In article <49@48color.UUCP> paddock@48color.UUCP (pri=-0-Steve Paddock) writes:
>In article <467@srs.UUCP> dan@srs.UUCP (Dan Kegel) writes:
>
>>I think that more thought needs to be given to transmitting large
>>binary files over Usenet. 

  I think more thought needs to be given to the cost effectiveness of doing
this. Last night, our spool directory ran out of space because someone
was mailing over a megabyte of chess game sources and records of chess
games through us. Yes, we run that close to the edge. So do most other
major sites, I expect. We can't afford to let multi-megabytes of disk
space sit idle most of the time just to handle the occasional large mailing.
I suggest that it is more reliable and more cost efficient to send mag
tapes via traditional shipping methods. That way, those who benefit
from the transmission pay the cost of it instead of us. 
  In my view, there are two legitimate uses of the generosity of sites
like ours that transmit things freely for everyone: things that a large
number of people can benefit from (news articles), or SHORT private 
messages that won't cause our phone bills to go through the roof or
our spool directories to overflow. Please THINK about what you are
doing (or thinking of doing). It is a BAD IDEA to encourage the mailing
of large sources. I wish uuencode had never been written.

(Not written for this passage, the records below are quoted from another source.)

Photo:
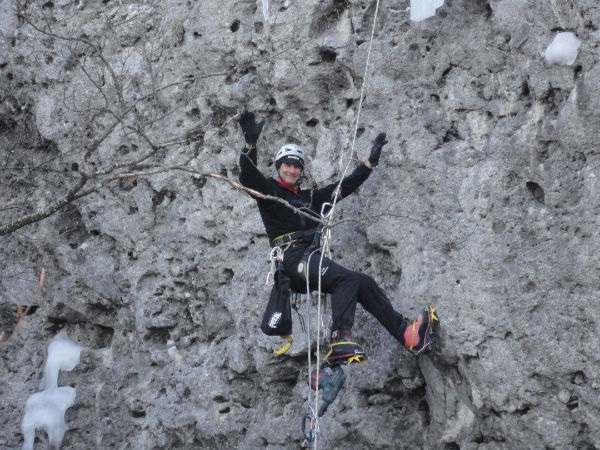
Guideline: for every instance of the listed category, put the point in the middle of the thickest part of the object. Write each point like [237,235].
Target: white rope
[325,239]
[362,94]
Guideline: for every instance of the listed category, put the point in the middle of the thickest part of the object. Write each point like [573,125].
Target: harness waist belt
[302,236]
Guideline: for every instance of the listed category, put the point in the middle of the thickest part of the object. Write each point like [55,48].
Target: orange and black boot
[342,350]
[418,335]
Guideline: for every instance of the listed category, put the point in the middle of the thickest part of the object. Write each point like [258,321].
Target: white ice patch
[423,9]
[563,49]
[46,409]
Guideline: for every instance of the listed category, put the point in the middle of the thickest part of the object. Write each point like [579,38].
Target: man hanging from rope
[294,233]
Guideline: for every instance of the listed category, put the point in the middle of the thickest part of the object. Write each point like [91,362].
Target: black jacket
[278,218]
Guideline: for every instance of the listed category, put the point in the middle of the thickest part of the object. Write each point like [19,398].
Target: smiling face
[290,173]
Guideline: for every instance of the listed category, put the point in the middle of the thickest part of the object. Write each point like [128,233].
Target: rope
[360,102]
[311,415]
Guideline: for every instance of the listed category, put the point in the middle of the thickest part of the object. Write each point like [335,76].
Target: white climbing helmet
[289,153]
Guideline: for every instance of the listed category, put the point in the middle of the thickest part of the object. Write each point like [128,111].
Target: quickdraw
[313,427]
[275,256]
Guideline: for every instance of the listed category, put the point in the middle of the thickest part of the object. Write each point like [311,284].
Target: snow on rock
[423,9]
[46,409]
[563,49]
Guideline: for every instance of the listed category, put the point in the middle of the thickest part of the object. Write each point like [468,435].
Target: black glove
[250,128]
[376,149]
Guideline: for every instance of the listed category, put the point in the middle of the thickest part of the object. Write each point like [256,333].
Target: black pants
[347,288]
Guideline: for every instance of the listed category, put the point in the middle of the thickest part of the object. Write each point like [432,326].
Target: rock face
[485,205]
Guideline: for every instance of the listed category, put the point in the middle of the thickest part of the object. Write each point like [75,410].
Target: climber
[294,233]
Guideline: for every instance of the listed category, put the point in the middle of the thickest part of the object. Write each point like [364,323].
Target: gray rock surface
[485,205]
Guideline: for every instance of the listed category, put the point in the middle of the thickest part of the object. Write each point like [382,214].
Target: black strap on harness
[296,236]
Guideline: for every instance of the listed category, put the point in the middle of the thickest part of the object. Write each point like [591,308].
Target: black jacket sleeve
[348,186]
[250,176]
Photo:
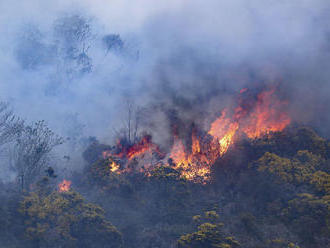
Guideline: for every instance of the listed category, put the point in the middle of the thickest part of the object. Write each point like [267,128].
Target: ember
[263,116]
[64,186]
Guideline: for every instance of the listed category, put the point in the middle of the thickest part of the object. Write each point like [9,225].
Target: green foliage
[65,219]
[209,235]
[100,174]
[297,170]
[280,243]
[309,215]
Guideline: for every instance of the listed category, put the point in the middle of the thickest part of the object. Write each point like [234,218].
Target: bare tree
[10,125]
[30,152]
[130,124]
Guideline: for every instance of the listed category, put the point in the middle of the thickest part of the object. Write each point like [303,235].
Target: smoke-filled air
[164,124]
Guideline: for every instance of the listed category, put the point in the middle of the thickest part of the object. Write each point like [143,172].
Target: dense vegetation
[270,192]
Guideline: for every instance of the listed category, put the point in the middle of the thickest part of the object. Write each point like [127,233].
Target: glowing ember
[114,167]
[143,146]
[64,186]
[253,118]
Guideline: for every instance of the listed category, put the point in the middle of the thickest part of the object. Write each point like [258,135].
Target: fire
[255,118]
[143,146]
[114,167]
[64,186]
[127,153]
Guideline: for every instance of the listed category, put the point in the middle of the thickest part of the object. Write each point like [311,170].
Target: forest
[178,124]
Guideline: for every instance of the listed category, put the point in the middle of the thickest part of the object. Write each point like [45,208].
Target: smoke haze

PLEASE DON'T MAIL SOURCES OVER THE NET!!!

Thanks,
--Greg
--
UUCP: {husc6, gatech, oddjob, ames, noao, rutgers}!hao!woods
CSNET: woods@ncar.csnet  INTERNET: woods@hao.ucar.edu

dricej@drilex.UUCP (Craig Jackson) (11/13/87)

Several articles in this chain have addressed the problems of sending
the output of ARC, etc through Usenet.  Most of them have indicated that the
apparent problem is that the output of these programs is binary, and therefore
the overhead of uuencode or btoa must be incurred.  Some have suggested that
these programs output printable ASCII directly.

Unfortunately, its not the unprintability that matters for these forms, its the
*compression*.  Most Usenet links (except for dedicated links such as the
Arpanet) already use state-of-the-art compression technology to transmit
news.  There's only so much compression that can be achieved on any piece
of information, especially if everybody uses the same algorithm.  In fact,
double compression generally results in expansion.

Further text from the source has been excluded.